3)  Non è possibile introdurre una “Variante” ad un Piano solo adottato nel 2009  e mai approvato dal Consiglio Regionale. Sembrerebbe che la Giunta regionale voglia definire la “Variante” come “Parziale” proprio allo scopo di eludere la necessità di predisporre e presentare un diverso ed esplicitamente nuovo PTRC.  Ma, se il fine è  quello della attribuzione della Valenza Paesaggistica, senza la quale, ai sensi del D.Lgs. 42/2004, il PTRC non potrebbe mai essere sottoscritto dal Ministero per i Beni Culturali e, quindi, poter essere approvato, la variante dovrebbe piuttosto definirsi sostanziale. La contraddizione non è solo in termini. Essa evidenzia il carattere strumentale e le finalità effettive di questa ri-adozione di fatto del PTRC.  La filosofia della Regione  rimane  quella del governo del territorio caso per caso, decidendo direttamente con gli operatori immobiliari, come già sta avvenendo per Veneto City, per il Quadrante Tessera, per Verona sud, per il Palais Lumiére e così via.
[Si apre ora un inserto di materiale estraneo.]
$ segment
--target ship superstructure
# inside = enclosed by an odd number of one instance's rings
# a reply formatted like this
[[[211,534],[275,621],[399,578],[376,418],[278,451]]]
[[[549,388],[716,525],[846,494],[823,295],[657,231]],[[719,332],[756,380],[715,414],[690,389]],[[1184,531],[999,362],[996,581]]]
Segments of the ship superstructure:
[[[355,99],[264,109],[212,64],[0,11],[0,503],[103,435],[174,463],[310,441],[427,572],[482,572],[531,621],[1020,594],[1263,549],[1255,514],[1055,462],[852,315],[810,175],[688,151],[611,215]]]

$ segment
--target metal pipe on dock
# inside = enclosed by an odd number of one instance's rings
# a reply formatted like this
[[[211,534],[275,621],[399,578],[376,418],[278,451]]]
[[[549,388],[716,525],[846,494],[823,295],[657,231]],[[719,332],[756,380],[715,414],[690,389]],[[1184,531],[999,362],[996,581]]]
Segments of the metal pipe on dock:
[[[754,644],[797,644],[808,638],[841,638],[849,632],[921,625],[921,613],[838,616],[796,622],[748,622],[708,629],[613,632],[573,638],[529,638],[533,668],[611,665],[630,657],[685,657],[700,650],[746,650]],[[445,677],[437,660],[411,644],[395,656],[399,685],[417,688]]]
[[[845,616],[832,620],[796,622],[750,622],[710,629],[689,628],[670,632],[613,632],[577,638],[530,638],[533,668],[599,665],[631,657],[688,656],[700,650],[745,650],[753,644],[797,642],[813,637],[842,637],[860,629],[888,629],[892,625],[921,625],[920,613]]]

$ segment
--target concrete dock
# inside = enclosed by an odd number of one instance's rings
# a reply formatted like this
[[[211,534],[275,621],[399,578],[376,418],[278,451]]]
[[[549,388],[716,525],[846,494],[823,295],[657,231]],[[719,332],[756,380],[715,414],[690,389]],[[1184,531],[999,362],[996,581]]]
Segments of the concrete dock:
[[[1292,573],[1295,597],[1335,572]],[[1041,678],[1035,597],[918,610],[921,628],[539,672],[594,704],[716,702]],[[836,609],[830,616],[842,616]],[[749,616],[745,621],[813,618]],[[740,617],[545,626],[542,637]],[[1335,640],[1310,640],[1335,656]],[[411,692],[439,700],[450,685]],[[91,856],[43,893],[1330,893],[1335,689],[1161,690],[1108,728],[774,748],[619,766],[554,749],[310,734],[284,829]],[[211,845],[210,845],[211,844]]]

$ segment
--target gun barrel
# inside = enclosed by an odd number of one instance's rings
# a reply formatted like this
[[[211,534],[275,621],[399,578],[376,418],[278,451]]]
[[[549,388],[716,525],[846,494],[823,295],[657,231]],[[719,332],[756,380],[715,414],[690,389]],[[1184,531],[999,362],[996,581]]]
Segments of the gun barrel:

Il vero obiettivo è di assolvere nominalmente all’obbligo della attribuzione della Valenza Paesaggistica e di strappare al Ministero per i Beni Culturali il necessario nulla-osta , per avere poi, una volta delimitate le sole aree già vincolate a norma di legge, mano libera sul restante  90 % del territorio regionale.

Sono queste alcune delle ragioni di fondo che inducono i comitati e le associazioni del Veneto a denunciare l'inadeguatezza, la sostanziale non rispondenza e quindi l'illegittimità della “Variante” al PTRC adottata. In alternativa, i comitati e le associazioni richiedono che si proceda con la massima urgenza alla redazione ed approvazione di un vero Piano Paesaggistico e di un nuovo PTRC , coerenti con le stesse analisi del Piano adottato,  fondati sui principi della effettiva tutela del patrimonio storico, culturale e paesaggistico della nostra Regione, della sostenibilità ecologica ed ambientale e della drastica riduzione del consumo di suolo. Chiedono inoltre che, in attesa dell'approvazione di detto piano e di norme tecniche cogenti ed efficaci, venga inserita  una norma transitoria che preveda la permanenza delle misure di salvaguardia del PTRC approvato del 1992, tutelando integralmente le aree previste nelle categorie della “Legge Galasso” fino alla precisa definizione dei loro confini,  e che, con   apposito provvedimento regionale,  si stabilisca una moratoria edilizia, ovvero la sospensione da parte degli enti locali di ogni determinazione sulle domande relative ad interventi di trasformazione edilizia ed urbanistica che interessino aree di espansione urbana (in particolare se utilizzate o utilizzabili a fini agricoli) ed aree poste entro un raggio di 1500 metri  dagli immobili individuati come beni paesaggistici.